宇部興産㈱(竹下道夫社長)は航空宇宙材料事業推進の一環として,次世代宇宙システム技術研究組合が進めている超小型衛星システムの研究開発プロジェクトに参画した。
同組合は東京大学超小型衛星戦略研究センターと連携し、1機50㎏程度で低コストかつ短期開発可能な超小型衛星システムを実現することで、宇宙利用の飛躍的な拡大を図り新たな宇宙産業を創出することを目指している。今後3年間で5機の超小型衛星を打ち上げ技術実証を行う計画。

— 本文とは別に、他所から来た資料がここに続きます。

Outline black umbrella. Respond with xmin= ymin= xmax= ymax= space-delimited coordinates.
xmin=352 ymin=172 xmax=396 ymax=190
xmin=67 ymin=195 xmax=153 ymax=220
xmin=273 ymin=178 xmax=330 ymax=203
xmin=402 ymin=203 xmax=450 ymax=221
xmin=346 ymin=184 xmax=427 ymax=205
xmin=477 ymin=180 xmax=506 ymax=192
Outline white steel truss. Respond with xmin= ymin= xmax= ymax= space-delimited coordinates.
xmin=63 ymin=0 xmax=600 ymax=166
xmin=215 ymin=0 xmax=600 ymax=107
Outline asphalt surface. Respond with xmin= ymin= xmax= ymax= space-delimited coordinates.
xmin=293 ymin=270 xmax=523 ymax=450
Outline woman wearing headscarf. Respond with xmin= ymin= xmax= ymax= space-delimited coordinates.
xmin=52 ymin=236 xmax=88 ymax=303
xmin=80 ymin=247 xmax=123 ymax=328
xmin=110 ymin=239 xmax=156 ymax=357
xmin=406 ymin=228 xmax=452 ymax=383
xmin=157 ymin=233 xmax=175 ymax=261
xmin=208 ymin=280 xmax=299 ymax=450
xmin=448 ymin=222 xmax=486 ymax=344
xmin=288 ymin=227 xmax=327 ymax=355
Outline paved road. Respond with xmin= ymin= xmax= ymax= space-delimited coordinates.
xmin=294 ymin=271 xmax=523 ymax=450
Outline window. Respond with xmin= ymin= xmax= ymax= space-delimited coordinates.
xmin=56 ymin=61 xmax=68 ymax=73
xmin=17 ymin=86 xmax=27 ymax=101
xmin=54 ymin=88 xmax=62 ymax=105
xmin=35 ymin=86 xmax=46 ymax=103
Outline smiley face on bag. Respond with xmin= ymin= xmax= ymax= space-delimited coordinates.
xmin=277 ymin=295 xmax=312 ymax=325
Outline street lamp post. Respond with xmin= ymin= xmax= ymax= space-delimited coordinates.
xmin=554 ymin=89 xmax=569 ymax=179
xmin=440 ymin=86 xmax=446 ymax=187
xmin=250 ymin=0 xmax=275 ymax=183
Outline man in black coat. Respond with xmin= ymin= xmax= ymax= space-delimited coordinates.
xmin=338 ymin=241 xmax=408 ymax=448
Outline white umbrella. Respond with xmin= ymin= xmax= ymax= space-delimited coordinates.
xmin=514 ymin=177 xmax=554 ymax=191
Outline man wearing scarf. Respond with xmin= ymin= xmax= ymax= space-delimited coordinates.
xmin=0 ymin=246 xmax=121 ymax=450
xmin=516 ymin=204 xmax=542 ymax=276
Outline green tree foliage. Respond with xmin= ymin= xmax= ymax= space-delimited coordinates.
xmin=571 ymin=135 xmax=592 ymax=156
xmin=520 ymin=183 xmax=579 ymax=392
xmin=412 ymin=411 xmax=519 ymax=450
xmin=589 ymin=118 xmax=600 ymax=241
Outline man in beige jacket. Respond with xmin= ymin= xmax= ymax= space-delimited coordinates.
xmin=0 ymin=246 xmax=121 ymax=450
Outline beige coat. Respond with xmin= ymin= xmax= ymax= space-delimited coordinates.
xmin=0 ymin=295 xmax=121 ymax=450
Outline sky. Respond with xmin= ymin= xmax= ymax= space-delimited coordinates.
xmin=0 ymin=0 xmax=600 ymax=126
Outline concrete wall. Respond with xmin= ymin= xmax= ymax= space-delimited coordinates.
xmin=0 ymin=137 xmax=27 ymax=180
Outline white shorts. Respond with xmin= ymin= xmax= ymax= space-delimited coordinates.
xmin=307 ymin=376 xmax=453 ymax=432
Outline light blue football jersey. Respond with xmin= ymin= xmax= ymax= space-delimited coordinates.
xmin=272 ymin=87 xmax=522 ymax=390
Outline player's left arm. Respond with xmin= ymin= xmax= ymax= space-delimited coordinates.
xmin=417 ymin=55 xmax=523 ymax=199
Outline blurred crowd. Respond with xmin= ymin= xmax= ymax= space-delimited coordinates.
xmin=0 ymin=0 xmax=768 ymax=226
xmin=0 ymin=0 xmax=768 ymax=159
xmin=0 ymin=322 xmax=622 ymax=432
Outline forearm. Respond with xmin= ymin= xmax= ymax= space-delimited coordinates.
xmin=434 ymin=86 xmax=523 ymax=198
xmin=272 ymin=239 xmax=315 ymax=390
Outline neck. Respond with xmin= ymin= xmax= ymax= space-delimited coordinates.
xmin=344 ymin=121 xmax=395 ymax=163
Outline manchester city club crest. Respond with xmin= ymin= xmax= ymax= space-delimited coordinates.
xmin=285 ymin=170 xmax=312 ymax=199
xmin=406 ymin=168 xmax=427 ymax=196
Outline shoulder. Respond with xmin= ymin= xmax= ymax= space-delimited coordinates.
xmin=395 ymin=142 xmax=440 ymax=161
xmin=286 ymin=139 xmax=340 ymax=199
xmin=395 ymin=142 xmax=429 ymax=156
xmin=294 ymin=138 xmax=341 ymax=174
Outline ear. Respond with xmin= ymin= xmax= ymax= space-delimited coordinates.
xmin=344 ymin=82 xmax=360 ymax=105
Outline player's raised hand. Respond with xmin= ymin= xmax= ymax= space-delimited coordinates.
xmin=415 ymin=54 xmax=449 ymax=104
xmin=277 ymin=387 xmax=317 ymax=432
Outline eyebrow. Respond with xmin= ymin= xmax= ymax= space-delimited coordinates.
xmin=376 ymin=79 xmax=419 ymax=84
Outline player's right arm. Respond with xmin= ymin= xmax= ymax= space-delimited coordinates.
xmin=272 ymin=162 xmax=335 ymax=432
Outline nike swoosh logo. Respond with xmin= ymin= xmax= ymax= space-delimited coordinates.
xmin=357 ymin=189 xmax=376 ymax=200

同社は小惑星探査衛星「はやぶさ」にも採用されたポリイミド熱制御フィルムや特殊セラミック材料のほかポリイミド複合材料や発泡ポリイミドなどの先端材料を航空宇宙市場向けに開発している。同社の先端材料技術が超小型衛星の軽量化・高機能化に活かせ、衛星の開発を通して新たな先端材料技術の研究開発が見込めることなどから同組合の加入を決定した。
今後、超小型衛星システムの実現に向けて太陽電池パドル用の軽量パネルや固体蓄熱材料、薄膜
熱制御デバイス、新規断熱ブランケット、さらにはリチウムイオン2次電池材料などの開発を進めることを予定。また先端材料の開発に留まらず、新規事業の一環として将来の超小型衛星システム事業や超小型衛星利用事業への参入なども視野に入れて取り組む。
同組合は東京大学中須賀真一教授による日本発「ほどよし信頼性工学」を導入した超小型衛星による新しい宇宙開発・利用パラダイムの構築を実施・推進するために2010年3月に設立された。